The proposed rule changes are also in response to a settlement that was agreed to between the federal government and timber companies and counties that legally challenged a 2012 critical habitat rule.

Hansen justified the reduction in habitat for dwindling spotted owl populations, citing the continued expansion of a rival owl, the barred owl, which is not native to the Northwest.

“You can conserve all the habitat you want in the Pacific Northwest for the spotted owls but they will go extinct in certain areas of their range and they already are, if you do nothing about the barred owl,” Henson said. “We have a fair amount of habitat right now that’s high quality spotted owl habitat but there’s no spotted owls in it because of barred owls.”

Conservation groups like Oregon Wild say losing over 200,000 acres of critical habitat is a big deal.

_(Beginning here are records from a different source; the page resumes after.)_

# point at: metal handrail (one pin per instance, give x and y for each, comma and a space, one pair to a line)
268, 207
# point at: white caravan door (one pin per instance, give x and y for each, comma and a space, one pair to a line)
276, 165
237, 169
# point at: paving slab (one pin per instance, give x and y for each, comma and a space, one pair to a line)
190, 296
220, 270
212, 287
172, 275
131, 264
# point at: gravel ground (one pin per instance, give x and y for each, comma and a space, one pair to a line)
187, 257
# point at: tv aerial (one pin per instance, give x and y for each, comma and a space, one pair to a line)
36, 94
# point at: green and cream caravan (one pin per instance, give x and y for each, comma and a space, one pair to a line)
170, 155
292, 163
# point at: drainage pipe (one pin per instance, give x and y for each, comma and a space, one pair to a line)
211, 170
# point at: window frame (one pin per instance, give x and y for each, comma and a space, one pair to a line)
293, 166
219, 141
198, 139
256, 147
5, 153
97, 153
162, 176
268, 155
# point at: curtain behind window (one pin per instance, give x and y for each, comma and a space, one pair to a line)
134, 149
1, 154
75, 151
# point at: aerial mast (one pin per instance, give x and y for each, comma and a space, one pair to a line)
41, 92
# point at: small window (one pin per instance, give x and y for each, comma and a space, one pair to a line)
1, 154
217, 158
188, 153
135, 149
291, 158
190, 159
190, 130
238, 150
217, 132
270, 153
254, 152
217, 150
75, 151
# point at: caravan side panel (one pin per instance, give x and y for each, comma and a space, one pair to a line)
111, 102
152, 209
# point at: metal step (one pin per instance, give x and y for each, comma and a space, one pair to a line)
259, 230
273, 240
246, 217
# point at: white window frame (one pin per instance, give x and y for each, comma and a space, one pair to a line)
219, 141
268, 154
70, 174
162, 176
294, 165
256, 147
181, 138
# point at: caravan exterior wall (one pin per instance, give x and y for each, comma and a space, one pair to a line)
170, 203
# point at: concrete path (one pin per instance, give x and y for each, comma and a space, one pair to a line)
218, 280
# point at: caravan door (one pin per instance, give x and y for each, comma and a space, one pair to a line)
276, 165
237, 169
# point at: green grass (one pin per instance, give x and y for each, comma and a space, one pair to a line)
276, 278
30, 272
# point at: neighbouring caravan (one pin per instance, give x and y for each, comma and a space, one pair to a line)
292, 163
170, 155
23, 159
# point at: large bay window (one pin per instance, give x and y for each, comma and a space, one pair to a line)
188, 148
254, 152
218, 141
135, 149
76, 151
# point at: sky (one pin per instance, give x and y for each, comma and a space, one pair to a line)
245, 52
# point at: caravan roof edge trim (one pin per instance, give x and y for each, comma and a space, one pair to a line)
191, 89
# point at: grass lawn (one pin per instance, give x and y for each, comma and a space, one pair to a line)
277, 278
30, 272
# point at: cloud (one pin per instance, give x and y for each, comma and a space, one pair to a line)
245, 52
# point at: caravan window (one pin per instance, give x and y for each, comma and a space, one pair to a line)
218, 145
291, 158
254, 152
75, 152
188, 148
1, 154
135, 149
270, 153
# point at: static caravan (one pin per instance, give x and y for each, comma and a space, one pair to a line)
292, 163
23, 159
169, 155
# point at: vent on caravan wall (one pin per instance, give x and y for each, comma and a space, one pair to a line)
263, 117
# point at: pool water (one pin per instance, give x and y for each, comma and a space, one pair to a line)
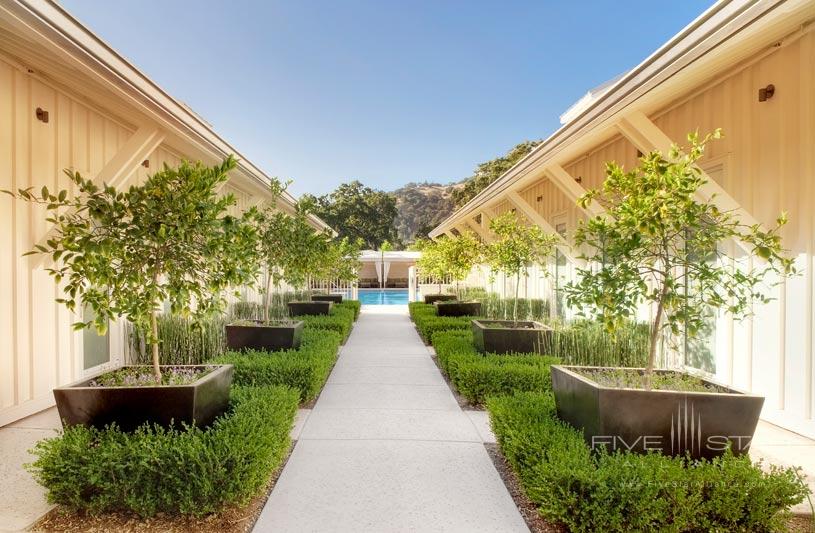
383, 296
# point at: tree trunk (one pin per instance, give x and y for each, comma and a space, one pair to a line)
652, 352
267, 298
154, 345
515, 304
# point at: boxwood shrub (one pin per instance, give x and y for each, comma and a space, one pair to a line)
477, 376
624, 492
427, 323
189, 471
306, 369
354, 305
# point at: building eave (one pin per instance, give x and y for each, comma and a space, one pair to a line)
653, 83
86, 52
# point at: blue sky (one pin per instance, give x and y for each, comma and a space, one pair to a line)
385, 92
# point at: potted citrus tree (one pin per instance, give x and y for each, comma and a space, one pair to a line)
124, 254
342, 265
660, 245
457, 257
305, 258
275, 232
431, 265
515, 249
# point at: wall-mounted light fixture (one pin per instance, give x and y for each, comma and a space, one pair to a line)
765, 93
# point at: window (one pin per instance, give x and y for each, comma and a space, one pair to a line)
95, 347
561, 270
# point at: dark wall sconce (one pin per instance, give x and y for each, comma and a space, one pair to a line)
765, 93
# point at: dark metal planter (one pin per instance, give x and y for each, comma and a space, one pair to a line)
264, 337
129, 407
458, 308
335, 298
700, 424
309, 308
506, 336
433, 298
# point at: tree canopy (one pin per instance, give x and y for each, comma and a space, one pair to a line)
659, 244
359, 212
124, 253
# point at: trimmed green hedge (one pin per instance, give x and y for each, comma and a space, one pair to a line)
477, 376
339, 319
152, 470
305, 369
629, 493
427, 323
354, 305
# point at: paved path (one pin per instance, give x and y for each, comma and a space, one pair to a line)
387, 448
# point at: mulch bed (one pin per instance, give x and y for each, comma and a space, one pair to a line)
238, 519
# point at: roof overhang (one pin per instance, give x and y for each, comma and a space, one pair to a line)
721, 37
54, 45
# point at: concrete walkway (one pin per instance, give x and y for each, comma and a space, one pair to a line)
387, 448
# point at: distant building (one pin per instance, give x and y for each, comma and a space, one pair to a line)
391, 273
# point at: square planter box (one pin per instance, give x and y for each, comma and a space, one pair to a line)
433, 298
270, 338
505, 336
309, 308
129, 407
335, 298
700, 424
458, 308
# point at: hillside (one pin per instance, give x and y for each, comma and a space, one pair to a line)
421, 207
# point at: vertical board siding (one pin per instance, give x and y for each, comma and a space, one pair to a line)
768, 149
766, 161
38, 348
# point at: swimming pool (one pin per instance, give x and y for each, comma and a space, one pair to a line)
383, 296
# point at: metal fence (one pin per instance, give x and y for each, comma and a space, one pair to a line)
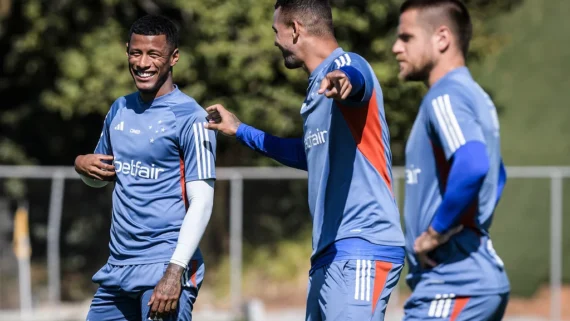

“As the spotted owl spirals toward extinction, due to barred owls, climate change, and continued logging, the last thing the spotted owl needs is for Trump to barge in and demand less protection and more logging,” Oregon Wild Conservation and Restoration Coordinator Doug Heiken said. “When we endangered the spotted owl we also endanger our communities, because spotted owl habitat also provides us with clean water, stable water flows, carbon storage and climate stability, habitat for fish & other wildlife, community fire resilience, recreation, scenery, and quality of life.”

Heiken said old-growth reserves established by the BLM and Forest Service are still highly fragmented from all the logging that occurred before the spotted owl was listed. He said the reserves land have not yet recovered from the impacts of logging and are not functioning as intended for the spotted owl.

When it comes to the barred owl, Heiken said it competes with the spotted owl and has nearly saturated the entire range of the species habitat.

“Until the barred owl issue is dealt with, spotted owls needs every acre of suitable habitat, especially critical habitat, in order to increase the chances of co-existence, and reduce the chances of competitive exclusion and or extinction,” Heiken said.

Public comment for the proposed rule will be open through Oct. 13.